MX2 Marathon (2 Viewers)

stupid_girl · Sep 19, 2019

DrEuler said:
Love seeing debates about Mathematics lol, reminds me of when my schools math department and me had a huge debate in which I ended up proving a question wrong in our trial.

Interesting. Do you still remember that question?

DrEuler · Sep 22, 2019

stupid_girl said:
Interesting. Do you still remember that question?

It was a probability question(as expected).
Unfortunately what I meant when I said "it was in our trial" is that it was in my schools trial, not the one I sat but rather the year before. I was able to see the paper and well I was puzzled with their answer.

It was rather hard to explain and convince the teachers because with any other topic you can present a perfectly logical and intuitive proof but with probability you have to get the teacher to understand your intuition which is really difficult.
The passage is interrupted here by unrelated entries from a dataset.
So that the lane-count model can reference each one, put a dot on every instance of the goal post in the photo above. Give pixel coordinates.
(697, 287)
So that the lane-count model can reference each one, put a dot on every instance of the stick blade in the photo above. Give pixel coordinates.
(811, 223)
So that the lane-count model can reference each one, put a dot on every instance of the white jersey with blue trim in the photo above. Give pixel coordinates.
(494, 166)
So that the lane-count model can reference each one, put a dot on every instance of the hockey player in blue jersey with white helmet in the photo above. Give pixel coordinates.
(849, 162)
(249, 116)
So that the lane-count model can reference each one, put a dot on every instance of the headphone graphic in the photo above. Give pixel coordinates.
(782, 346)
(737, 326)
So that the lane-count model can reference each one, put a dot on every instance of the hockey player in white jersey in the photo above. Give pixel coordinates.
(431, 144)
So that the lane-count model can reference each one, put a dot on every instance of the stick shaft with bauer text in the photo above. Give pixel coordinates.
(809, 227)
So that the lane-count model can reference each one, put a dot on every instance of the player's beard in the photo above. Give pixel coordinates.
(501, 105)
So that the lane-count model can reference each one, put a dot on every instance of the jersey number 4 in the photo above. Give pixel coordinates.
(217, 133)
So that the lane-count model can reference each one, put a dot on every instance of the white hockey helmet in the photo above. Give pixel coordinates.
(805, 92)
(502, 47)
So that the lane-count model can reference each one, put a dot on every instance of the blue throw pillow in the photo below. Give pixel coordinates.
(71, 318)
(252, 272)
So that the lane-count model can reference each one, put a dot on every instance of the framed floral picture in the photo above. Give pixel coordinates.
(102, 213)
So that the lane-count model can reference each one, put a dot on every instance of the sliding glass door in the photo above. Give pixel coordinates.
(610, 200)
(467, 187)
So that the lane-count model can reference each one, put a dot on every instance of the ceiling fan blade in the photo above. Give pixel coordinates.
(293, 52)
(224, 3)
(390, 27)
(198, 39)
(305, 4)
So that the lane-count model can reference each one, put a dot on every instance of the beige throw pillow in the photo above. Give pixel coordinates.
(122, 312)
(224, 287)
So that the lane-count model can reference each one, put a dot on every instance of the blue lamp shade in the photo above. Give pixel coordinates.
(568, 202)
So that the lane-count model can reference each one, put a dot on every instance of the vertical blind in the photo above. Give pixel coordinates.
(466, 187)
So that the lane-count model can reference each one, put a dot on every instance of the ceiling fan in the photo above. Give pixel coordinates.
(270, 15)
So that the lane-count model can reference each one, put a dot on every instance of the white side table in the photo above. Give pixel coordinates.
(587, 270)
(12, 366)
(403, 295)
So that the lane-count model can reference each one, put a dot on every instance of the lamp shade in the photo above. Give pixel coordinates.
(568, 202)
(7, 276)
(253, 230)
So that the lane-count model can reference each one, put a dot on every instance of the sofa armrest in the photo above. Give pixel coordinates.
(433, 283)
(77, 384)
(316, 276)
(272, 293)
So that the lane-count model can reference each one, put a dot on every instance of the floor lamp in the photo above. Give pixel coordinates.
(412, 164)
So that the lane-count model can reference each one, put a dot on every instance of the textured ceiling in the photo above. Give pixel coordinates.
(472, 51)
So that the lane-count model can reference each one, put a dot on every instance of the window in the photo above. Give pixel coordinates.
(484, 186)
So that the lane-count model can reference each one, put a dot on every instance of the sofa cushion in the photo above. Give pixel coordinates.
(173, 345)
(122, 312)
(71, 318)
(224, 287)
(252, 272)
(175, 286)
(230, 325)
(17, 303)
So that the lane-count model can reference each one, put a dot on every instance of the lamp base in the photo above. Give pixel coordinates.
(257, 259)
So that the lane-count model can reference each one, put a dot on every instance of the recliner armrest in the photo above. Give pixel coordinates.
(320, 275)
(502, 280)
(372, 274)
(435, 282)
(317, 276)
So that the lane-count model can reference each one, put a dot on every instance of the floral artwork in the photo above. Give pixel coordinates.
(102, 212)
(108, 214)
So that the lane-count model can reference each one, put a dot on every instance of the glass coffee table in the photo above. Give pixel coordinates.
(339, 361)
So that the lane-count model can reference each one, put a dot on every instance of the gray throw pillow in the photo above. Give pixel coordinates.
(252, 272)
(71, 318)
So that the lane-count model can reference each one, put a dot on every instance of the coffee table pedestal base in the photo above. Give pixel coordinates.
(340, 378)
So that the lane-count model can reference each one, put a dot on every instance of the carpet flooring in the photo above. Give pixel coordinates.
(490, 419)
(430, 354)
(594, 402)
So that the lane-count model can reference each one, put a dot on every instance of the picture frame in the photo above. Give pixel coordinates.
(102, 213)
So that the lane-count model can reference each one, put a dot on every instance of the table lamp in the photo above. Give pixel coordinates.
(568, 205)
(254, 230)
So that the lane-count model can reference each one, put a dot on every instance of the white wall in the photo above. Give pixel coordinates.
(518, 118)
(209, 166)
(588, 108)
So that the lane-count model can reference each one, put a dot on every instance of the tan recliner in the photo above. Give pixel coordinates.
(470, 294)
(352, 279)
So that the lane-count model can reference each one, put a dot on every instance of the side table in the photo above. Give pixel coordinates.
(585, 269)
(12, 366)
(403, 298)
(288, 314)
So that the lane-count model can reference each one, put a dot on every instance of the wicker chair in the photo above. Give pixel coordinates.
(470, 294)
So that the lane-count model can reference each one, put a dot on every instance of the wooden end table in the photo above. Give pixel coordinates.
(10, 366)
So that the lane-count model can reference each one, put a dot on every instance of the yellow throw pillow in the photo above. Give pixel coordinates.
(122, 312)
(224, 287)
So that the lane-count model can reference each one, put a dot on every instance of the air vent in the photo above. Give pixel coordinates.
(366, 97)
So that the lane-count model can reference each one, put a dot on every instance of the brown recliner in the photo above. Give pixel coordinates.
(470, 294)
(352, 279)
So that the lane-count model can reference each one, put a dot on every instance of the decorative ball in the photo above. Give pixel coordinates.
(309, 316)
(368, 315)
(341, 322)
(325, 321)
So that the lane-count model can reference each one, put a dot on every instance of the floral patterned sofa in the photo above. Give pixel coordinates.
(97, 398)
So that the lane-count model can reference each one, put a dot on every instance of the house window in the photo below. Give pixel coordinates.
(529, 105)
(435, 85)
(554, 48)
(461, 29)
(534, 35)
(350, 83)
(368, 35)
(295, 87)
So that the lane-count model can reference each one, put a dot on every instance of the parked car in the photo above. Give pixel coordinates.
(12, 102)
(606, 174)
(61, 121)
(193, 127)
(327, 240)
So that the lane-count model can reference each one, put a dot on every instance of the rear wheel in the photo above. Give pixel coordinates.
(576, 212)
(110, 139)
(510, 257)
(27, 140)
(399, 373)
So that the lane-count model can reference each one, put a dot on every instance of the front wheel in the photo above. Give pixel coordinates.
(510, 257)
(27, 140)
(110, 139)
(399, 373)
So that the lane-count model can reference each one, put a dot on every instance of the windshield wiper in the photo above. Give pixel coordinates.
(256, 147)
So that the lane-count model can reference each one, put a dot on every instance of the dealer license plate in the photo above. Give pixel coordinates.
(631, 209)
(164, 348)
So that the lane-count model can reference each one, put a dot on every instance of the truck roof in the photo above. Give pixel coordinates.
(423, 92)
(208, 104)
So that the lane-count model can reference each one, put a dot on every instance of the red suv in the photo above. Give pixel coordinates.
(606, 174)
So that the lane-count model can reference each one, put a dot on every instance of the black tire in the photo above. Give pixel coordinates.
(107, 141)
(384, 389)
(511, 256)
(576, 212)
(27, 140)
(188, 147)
However it helped a lot that my school had heaps of smart people in 4u, so enough of us noticed it.

Paradoxica · Sep 24, 2019

DrEuler said:
It was rather hard to explain and convince the teachers because with any other topic you can present a perfectly logical and intuitive proof but with probability you have to get the teacher to understand your intuition which is really difficult.

Just do an enormous computational bash in NumPy :dab:

HeroWise · Sep 25, 2019

Whey use NumPy when u can make it urself :dab2:

stupid_girl · Sep 28, 2019

Geometry question could be a killer

but I think it will be gone from MX2 soon.

ABCD is a quadrilateral with three equal sides AB,BC and CD. Show that the mid-point of AD lies on a circle with diameter BC if and only if the area of ABCD is a quarter of the product of its diagonals.

sharky564 · Sep 29, 2019

TheOnePheeph said:
But if they flip the same number of heads, then Ben will flip more tails, since he flips n+1 coins and Amy only flips n, therefore putting it in the 2nd case of Ben flipping more tails than Amy.

yeah my bad, good job

sharky564 · Sep 29, 2019

stupid_girl said:
Geometry question could be a killer but I think it will be gone from MX2 soon.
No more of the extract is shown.